Comment on Reddit is making sitewide protests basically impossible
TheSpookiestUser@lemmy.world 1 month agoLet’s be honest with ourselves - no, it won’t be wildly unpopular. This change affects very few people and the people still using Reddit at this point likely won’t care much.
Because think about this - who is actively complaining and gnashing their teeth about the continued downward spiral and still scrolling, posting, moderating there at this point? I’d love to believe more people would jump ship - but if it ever happened it would take a far larger-scope fuckup than this.
SpaceNoodle@lemmy.world 1 month ago
You know they’re going to keep escalating.
TheSpookiestUser@lemmy.world 1 month ago
Not in any way the average user cares much about.
The causal social media user cares for two things:
A constant interrupted stream of content
Dopamine in the form of upvotes/likes/what have you
If these two things aren’t interupted, 90% of users won’t care.
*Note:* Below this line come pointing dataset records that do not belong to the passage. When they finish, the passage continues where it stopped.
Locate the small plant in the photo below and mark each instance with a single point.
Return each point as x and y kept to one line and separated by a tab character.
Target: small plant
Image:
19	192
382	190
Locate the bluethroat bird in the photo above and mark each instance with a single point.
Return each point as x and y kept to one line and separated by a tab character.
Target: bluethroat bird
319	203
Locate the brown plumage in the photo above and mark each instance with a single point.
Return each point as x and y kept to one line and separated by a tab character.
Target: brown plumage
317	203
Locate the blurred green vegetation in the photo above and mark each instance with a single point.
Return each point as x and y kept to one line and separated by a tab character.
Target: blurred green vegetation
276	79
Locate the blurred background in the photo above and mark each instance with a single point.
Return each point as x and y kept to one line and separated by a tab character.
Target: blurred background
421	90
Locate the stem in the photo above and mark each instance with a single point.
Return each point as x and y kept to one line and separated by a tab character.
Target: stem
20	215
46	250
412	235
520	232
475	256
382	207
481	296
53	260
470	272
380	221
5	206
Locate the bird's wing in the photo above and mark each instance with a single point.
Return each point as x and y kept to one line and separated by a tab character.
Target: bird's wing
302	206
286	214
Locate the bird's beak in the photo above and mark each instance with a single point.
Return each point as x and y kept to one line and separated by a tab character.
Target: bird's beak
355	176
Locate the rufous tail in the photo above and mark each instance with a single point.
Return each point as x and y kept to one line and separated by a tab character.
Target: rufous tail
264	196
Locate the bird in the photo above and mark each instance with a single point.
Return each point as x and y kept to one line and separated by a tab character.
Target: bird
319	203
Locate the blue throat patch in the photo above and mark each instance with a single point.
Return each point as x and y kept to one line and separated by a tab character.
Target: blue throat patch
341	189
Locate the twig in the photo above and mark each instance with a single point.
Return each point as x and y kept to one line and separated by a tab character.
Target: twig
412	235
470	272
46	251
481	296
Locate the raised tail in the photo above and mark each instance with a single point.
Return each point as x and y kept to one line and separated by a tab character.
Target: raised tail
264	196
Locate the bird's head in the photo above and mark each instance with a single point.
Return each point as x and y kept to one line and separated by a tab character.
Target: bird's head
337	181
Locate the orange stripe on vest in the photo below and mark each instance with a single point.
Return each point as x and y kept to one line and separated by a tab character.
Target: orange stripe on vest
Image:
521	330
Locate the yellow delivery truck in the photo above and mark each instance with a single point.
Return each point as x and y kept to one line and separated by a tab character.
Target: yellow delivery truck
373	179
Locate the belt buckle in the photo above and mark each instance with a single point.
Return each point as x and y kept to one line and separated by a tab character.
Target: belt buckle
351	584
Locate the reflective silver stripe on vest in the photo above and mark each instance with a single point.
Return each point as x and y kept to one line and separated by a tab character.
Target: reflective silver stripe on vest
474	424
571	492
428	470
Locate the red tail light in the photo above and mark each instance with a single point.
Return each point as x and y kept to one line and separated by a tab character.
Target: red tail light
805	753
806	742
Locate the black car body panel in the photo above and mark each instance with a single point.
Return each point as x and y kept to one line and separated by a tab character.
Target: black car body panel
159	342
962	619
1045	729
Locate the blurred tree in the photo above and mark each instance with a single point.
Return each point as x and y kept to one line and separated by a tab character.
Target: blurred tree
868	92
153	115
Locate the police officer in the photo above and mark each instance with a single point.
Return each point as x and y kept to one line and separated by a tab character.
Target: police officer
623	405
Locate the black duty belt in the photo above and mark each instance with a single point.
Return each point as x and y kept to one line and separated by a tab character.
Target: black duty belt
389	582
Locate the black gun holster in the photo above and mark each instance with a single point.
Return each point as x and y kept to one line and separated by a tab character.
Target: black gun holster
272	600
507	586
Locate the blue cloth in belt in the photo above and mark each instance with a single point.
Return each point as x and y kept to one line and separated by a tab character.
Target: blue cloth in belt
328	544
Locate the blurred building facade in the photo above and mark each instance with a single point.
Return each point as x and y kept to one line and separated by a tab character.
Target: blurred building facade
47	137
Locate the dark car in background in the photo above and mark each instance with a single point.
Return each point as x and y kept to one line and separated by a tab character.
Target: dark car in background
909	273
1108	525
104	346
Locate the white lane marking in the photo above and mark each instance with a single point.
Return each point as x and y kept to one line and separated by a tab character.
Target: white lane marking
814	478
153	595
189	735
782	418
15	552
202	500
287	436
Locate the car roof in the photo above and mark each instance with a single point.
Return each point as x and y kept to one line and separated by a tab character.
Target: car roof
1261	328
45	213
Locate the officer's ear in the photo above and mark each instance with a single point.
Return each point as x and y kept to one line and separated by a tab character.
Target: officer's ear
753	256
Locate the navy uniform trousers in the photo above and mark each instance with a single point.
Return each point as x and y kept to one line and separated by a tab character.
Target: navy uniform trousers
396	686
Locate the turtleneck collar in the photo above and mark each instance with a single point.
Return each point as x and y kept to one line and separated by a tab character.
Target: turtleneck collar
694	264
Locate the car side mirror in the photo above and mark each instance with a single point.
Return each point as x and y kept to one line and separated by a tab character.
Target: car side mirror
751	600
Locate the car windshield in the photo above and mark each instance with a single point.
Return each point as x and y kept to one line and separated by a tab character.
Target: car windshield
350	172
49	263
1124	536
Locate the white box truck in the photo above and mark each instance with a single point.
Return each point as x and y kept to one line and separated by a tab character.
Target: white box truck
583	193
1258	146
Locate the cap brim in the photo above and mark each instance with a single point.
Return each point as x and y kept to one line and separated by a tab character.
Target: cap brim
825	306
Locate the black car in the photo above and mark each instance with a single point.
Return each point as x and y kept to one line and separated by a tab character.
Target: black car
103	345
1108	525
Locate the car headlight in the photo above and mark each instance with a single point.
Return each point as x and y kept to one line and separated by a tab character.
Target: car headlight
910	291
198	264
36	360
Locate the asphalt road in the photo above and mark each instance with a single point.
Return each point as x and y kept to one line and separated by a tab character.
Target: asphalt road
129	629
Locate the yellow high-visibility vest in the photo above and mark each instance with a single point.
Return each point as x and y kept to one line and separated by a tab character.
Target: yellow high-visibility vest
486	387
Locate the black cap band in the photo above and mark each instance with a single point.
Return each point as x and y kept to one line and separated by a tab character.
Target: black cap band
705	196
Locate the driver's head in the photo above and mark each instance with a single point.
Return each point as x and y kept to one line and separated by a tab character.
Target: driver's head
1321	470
SpaceNoodle@lemmy.world 1 month ago
Then why go to the trouble of making this change?
TheSpookiestUser@lemmy.world 1 month ago
Because Reddit is in the unique position where a small amount of users can affect a vast swathe of their platform - moderators.
Most mods don’t care, by volume. The ones that do are often also the ones that are more active, more engaged, and more entwined with communities outside Reddit.
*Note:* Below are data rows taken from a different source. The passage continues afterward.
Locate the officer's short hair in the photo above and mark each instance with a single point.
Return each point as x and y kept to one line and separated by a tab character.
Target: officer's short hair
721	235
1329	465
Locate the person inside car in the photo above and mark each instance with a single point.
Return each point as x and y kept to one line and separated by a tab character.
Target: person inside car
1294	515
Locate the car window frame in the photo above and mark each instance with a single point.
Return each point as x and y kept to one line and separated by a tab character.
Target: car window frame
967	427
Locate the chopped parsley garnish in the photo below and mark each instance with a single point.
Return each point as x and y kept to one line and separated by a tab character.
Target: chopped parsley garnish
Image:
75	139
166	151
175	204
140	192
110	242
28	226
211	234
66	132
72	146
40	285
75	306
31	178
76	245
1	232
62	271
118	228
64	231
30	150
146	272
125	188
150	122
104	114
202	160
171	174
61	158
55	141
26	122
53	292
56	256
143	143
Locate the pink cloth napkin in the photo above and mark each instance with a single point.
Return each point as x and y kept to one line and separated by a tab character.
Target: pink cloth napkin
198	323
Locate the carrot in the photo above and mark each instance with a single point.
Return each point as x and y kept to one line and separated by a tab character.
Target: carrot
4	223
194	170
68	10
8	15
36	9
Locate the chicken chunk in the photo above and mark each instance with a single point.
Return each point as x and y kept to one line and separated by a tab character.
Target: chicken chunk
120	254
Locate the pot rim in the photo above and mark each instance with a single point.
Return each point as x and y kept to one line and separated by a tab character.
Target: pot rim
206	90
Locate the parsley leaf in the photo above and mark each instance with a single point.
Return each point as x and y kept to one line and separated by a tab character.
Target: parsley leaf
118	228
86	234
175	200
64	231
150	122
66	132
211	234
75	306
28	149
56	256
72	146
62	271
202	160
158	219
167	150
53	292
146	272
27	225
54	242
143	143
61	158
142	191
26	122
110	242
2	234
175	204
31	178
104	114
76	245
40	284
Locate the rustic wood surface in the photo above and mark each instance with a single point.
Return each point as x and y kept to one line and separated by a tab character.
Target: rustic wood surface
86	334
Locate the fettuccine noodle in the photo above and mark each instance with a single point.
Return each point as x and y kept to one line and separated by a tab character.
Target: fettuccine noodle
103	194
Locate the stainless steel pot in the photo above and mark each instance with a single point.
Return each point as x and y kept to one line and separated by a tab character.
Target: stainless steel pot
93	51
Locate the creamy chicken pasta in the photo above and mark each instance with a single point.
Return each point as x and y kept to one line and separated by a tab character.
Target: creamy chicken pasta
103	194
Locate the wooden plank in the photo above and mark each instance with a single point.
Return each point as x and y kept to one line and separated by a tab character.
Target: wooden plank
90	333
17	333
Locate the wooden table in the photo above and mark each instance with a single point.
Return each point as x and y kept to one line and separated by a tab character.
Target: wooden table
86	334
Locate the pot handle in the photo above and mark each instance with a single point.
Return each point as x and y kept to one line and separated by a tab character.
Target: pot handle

During the protest last year, polls come back favorably pretty much everywhere to shut down - but after the shutdown actually happened, a tidal wave of lurkers who never vote and never comment came out of the woodwork to complain and call it all stupid. Public opinion of all users is likely against practically any protest that could happen.
I don’t like it, but that’s how it is. The best realistic outcome is that a large contingent of content creators and more informed users leave the site - but how many of those are left that haven’t already vamoosed and are still willing to leave under some unknown worse circumstance?